First part ; “MacTavish’s Masterpieces”
It starts small like most of Soap’s habits do. Waiting on transport, stuck in briefing rooms, holed up in a safehouse where the electricity flickers too much for movies or video games. He gets restless. Give Soap a pen and a scrap of paper and he’ll fill it in minutes.
At first, it’s just his own forearm. Swirls, smiley faces, little cartoon skulls wearing helmets. Sometimes he’ll ink crude tattoos across his knuckles: “BANG” on one hand, “BANG” on the other. He shows them to Ghost with a grin, waggling his fingers like pistols. Ghost stares for three full seconds, then mutters “Child” and goes back to sharpening his knife.
When paper’s scarce, Soap uses mission notes. Price has pulled more than one briefing sheet out of Soap’s hands only to find half the margins cluttered with stick figures rappelling down the page or exaggerated caricatures of the squad.
“Bloody hell, Johnny, is that meant to be me?”
“Aye, Captain, that’s you. Look, I even gave ye the cigar!”
Gaz gets it the worst. Soap has a particular fondness for sneaking up on him and doodling on his kit. Little smiley faces on the side of a mag pouch, tic-tac-toe grids on his kneepads, sometimes even a cartoon duck hidden under the flap of a pocket. Gaz pretends to be annoyed, but he’s caught more than once laughing when he discovers a new one.
One time, Gaz marches into the safehouse with “KYLE WUZ HERE” scrawled across his helmet in block letters. “Soap!” he snaps. Soap, sprawled across a chair with his boots on the table, just beams. “What? Just makin’ sure no one mistakes ye for somebody else, mate.”

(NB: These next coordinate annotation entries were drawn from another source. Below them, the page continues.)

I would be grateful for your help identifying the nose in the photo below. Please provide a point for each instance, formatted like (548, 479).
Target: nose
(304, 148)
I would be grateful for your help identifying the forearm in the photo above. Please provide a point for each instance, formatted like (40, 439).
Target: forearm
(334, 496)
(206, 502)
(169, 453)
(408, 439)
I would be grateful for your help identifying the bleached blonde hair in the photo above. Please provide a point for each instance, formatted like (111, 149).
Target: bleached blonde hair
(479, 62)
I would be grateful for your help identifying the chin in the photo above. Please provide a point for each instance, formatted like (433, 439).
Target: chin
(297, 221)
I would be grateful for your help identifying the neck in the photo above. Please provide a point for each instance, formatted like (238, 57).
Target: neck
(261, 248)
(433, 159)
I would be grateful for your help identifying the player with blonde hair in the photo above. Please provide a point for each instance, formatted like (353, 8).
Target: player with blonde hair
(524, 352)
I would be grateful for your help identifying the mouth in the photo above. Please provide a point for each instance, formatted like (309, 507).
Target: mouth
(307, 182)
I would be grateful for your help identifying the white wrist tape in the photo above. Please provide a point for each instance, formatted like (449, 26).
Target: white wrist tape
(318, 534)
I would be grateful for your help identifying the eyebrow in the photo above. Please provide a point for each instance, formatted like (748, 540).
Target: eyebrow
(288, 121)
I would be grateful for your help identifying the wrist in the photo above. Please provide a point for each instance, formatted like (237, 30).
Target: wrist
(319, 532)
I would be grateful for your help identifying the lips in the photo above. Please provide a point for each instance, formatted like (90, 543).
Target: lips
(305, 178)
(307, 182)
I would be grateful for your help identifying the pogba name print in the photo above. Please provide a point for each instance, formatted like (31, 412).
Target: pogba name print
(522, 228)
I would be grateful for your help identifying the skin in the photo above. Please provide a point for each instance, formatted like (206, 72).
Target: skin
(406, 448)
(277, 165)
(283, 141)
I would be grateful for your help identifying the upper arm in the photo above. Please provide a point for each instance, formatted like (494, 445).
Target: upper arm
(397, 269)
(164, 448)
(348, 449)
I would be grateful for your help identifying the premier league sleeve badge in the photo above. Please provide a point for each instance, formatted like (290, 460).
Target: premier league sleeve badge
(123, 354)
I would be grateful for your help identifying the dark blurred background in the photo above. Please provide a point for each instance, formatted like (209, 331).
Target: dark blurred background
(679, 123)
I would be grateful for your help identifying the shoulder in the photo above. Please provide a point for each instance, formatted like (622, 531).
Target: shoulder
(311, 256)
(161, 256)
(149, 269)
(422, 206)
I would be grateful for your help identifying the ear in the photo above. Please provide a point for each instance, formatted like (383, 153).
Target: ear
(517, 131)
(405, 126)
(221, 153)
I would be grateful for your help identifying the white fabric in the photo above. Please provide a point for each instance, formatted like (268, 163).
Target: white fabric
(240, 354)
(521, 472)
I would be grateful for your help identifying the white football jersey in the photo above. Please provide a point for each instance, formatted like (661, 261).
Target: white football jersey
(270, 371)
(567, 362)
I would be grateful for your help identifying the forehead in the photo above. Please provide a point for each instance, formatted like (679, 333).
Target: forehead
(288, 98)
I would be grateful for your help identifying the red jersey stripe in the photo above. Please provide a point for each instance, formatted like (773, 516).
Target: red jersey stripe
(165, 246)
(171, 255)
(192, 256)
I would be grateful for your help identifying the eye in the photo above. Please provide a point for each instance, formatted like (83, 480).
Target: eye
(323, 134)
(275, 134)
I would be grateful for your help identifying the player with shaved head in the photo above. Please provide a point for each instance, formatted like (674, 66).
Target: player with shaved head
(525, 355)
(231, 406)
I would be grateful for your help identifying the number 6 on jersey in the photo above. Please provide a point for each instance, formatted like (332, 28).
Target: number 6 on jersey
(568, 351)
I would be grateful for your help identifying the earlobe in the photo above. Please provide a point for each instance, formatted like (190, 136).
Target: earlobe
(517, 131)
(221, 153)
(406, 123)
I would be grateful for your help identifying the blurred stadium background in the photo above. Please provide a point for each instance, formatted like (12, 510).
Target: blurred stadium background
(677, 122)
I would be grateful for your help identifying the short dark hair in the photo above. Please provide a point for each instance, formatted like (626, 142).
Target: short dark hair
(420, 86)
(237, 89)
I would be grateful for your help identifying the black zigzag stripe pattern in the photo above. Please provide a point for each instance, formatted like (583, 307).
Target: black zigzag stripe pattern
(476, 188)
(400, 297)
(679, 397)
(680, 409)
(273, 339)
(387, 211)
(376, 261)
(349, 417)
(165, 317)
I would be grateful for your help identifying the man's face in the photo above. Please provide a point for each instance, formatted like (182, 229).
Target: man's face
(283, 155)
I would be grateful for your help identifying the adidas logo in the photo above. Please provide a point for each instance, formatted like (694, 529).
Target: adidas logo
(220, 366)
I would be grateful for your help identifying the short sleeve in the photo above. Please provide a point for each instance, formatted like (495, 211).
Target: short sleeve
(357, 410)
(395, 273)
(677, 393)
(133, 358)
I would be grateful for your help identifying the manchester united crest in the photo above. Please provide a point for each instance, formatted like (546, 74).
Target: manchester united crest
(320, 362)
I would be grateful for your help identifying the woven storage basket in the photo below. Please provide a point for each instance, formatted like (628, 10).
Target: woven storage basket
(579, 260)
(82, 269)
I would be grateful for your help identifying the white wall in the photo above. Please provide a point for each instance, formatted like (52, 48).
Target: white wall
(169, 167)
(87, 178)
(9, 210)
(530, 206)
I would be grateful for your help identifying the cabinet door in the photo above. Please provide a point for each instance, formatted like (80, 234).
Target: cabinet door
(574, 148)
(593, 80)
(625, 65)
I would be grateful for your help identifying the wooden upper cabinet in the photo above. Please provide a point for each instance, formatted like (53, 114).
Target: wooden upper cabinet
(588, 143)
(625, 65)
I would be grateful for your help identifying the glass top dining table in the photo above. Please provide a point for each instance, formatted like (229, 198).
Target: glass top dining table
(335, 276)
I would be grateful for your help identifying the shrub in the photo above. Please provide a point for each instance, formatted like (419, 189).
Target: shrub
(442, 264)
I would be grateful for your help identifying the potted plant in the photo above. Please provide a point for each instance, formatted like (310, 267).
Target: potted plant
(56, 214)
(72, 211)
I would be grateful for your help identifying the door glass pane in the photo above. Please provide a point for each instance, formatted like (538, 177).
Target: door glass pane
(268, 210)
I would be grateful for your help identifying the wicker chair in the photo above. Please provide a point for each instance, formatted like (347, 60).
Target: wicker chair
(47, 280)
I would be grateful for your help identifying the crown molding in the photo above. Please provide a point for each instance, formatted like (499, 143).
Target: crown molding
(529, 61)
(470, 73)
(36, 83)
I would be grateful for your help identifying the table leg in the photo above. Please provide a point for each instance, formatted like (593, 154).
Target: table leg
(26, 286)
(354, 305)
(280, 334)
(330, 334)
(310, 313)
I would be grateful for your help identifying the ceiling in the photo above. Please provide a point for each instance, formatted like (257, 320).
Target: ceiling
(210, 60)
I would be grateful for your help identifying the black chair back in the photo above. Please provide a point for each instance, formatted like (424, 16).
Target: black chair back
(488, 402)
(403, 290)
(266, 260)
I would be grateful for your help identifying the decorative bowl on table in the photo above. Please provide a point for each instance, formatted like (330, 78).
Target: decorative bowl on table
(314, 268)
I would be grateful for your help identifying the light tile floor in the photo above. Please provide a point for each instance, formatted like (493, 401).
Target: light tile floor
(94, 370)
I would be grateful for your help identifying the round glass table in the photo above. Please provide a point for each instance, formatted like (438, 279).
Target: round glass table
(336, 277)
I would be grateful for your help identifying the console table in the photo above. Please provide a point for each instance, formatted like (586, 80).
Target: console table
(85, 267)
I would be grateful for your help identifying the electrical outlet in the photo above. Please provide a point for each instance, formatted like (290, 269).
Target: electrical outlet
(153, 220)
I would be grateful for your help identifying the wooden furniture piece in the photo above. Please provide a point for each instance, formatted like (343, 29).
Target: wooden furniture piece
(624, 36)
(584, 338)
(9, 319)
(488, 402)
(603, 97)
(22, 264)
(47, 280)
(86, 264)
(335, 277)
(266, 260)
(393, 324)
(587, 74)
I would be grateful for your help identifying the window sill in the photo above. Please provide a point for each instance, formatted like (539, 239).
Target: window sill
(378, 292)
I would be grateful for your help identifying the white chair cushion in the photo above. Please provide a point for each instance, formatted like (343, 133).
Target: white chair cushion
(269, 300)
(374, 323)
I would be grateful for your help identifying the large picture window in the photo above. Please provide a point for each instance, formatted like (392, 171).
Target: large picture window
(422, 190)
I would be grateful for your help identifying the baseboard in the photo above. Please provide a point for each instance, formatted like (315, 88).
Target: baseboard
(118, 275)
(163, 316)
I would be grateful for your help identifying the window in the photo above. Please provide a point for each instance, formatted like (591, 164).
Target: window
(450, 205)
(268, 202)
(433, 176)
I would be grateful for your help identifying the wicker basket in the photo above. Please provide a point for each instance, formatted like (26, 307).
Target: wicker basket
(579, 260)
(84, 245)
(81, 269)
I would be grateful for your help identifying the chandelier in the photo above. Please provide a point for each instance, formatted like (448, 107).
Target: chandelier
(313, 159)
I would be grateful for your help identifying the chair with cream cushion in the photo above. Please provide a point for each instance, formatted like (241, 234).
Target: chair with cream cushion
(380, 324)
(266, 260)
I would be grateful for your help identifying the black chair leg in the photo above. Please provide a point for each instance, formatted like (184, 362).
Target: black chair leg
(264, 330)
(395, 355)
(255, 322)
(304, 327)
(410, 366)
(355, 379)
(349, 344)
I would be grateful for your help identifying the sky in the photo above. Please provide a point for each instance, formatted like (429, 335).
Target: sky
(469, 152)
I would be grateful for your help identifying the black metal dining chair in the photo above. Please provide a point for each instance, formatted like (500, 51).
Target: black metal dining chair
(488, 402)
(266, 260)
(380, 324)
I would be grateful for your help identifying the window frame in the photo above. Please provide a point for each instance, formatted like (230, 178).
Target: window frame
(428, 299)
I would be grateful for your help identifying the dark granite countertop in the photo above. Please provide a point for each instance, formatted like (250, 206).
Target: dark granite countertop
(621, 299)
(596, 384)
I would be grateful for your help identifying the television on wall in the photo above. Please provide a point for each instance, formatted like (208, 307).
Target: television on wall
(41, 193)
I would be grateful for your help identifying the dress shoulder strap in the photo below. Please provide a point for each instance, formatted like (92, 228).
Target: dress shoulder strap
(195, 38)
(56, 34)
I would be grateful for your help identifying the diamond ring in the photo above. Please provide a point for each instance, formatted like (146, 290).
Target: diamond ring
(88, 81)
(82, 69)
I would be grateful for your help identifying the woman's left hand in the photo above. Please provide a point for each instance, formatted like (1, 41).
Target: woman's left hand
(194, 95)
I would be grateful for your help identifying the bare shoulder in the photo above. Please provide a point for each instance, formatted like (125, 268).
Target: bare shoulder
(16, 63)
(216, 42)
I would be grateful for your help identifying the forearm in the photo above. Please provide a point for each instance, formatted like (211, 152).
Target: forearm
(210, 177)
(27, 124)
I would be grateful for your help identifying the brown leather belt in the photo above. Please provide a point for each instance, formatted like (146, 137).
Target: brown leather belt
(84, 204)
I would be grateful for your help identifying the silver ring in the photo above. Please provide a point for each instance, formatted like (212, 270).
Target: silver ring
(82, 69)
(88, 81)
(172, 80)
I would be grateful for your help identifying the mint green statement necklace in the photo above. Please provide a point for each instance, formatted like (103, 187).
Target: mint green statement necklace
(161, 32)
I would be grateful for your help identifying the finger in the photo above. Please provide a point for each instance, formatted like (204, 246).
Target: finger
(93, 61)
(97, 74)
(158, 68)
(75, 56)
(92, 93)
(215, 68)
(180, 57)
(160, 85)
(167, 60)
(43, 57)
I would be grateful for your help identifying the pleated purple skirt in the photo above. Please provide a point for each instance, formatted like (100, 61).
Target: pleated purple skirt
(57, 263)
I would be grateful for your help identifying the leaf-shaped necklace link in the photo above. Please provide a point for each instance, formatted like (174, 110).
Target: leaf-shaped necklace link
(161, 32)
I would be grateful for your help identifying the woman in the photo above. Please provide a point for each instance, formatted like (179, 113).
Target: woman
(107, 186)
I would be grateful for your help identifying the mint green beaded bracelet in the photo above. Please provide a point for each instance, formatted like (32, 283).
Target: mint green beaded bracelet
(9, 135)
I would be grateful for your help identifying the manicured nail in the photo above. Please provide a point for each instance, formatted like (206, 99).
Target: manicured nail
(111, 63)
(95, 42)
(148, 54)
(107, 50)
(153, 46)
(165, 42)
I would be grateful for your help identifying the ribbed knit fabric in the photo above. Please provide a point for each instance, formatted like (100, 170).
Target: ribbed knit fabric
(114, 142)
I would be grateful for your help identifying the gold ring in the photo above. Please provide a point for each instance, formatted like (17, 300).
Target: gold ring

Price has to step in now and then. “MacTavish,” he growls, catching Soap mid-scribble on an ops report. “Do you mind? This goes to Command.” Soap shrugs sheepishly, but when Price flips the page later, he notices Soap has drawn a tiny cartoon version of him in the corner with a cigar in mouth, scowl on face and the caption ‘Papa Bear’. He doesn’t mention it, but he doesn’t throw it away either.
Even Ghost isn’t immune. He’ll strip his gloves off after a mission and find a doodled skull face drawn onto his palm in permanent marker. Or worse: he’ll wake from a rare nap to find Soap has painted a tiny mustache on his mask. The squad holds their breath, expecting Ghost to explode, but he just sighs deeply, pinches the bridge of his nose through the fabric and mutters, “You’re lucky I don’t kill you in your sleep.”
Truth is, no one really minds. The doodles make their way into photos, into memories, into the little moments that keep them human in between the fights. Soap never says it outright, but drawing keeps his hands busy, his mind steady. In a world where everything can go wrong in seconds, the lines he makes are his way of leaving marks that stay. Even after his death.